Gli sguardi assorti. L’attenzione ferma sulle parole dei testimoni. Cosa possiamo fare. Possibile che sia davvero tutto qui?

La sala presidenziale della stazione Ostiense giovedì sera era piena. Di ragazzi, di donne, di rappresentanti delle associazioni. Piena di domande inespresse, le stesse che probabilmente accomunavano i presenti nella medesima incredula sospensione. Tutti i visi assorti, dinanzi ai racconti di Hossein e Dawood, i due ragazzi afghani che hanno condiviso la loro storia, rievocando il drammatico percorso che li ha condotti, attraverso un lungo viaggio, dalla loro terra fino a Roma.
Il primo incontro “operativo” della stagione 2010-2011 di Praxis si è svolto così. All’insegna dell’invito di Amedeo Piva ad uscire dalle case, “dagli scantinati”. Per cercare un contatto diretto, attivo, con la città e i suoi problemi. E gli afghani della stazione Ostiense hanno risposto.

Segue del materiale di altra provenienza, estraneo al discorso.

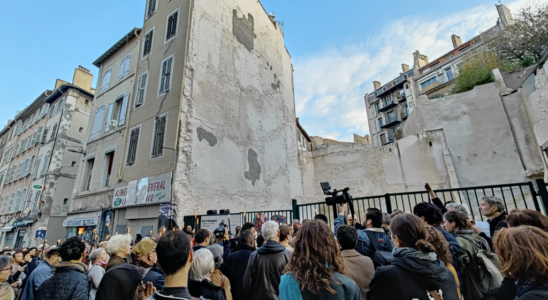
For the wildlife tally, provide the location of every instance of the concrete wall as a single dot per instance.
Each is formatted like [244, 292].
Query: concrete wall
[237, 143]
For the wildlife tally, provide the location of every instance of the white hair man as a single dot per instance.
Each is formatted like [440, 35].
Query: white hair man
[265, 267]
[119, 247]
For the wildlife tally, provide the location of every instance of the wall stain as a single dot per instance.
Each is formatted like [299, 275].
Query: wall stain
[254, 172]
[208, 136]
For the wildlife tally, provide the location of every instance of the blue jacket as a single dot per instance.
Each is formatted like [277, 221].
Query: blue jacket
[36, 278]
[364, 246]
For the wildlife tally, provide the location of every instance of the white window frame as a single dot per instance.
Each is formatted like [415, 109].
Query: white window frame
[172, 56]
[178, 11]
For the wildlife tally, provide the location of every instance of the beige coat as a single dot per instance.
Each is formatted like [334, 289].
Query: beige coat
[360, 268]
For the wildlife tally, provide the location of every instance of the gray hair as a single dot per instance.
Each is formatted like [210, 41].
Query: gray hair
[201, 265]
[494, 201]
[95, 254]
[117, 242]
[217, 252]
[270, 230]
[458, 208]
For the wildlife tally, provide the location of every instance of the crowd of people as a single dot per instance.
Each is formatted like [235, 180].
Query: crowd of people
[436, 252]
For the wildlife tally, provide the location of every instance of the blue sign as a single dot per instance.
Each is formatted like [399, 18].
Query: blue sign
[40, 234]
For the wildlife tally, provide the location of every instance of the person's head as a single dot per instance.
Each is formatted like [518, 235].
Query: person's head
[372, 218]
[145, 251]
[316, 258]
[249, 226]
[458, 208]
[98, 254]
[441, 247]
[217, 252]
[247, 238]
[347, 237]
[174, 253]
[491, 207]
[428, 213]
[119, 245]
[522, 251]
[72, 249]
[285, 232]
[202, 237]
[518, 217]
[53, 257]
[409, 231]
[454, 221]
[202, 265]
[271, 231]
[321, 217]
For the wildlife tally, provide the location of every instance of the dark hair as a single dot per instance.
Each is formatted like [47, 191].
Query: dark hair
[347, 236]
[172, 251]
[529, 217]
[201, 235]
[321, 217]
[52, 252]
[411, 231]
[247, 237]
[431, 213]
[247, 226]
[375, 215]
[72, 249]
[461, 222]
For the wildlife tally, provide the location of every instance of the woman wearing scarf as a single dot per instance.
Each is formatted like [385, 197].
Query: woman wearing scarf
[416, 272]
[98, 259]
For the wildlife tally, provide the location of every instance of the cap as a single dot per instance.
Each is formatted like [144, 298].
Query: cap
[144, 247]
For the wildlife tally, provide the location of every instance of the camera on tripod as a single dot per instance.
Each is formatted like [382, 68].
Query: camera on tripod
[337, 198]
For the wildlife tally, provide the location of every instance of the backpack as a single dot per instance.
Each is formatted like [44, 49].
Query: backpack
[383, 255]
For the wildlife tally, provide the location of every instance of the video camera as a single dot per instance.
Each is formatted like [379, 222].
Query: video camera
[343, 198]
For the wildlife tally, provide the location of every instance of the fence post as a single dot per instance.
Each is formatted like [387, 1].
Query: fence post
[295, 209]
[543, 193]
[388, 204]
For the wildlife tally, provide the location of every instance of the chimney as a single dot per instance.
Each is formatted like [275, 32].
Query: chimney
[376, 85]
[456, 41]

Giovani soprattutto, con un regolare permesso di soggiorno, ma costretti a vivere in quelle grandi piazze della città che sono le stazioni. In attesa di trovare un ricovero più dignitoso, una sistemazione meno punitiva, magari un lavoro. Padre Giovanni La Manna del Centro Astalli ha raccontato l’odissea di questi migranti, spesso bambini, in fuga da guerre e persecuzioni ma ostaggi delle assurde disposizioni legislative dello Stato italiano, che riconosce il diritto di asilo, ma di fatto non garantisce il sostegno a chi bussa alle sue porte in cerca di protezione.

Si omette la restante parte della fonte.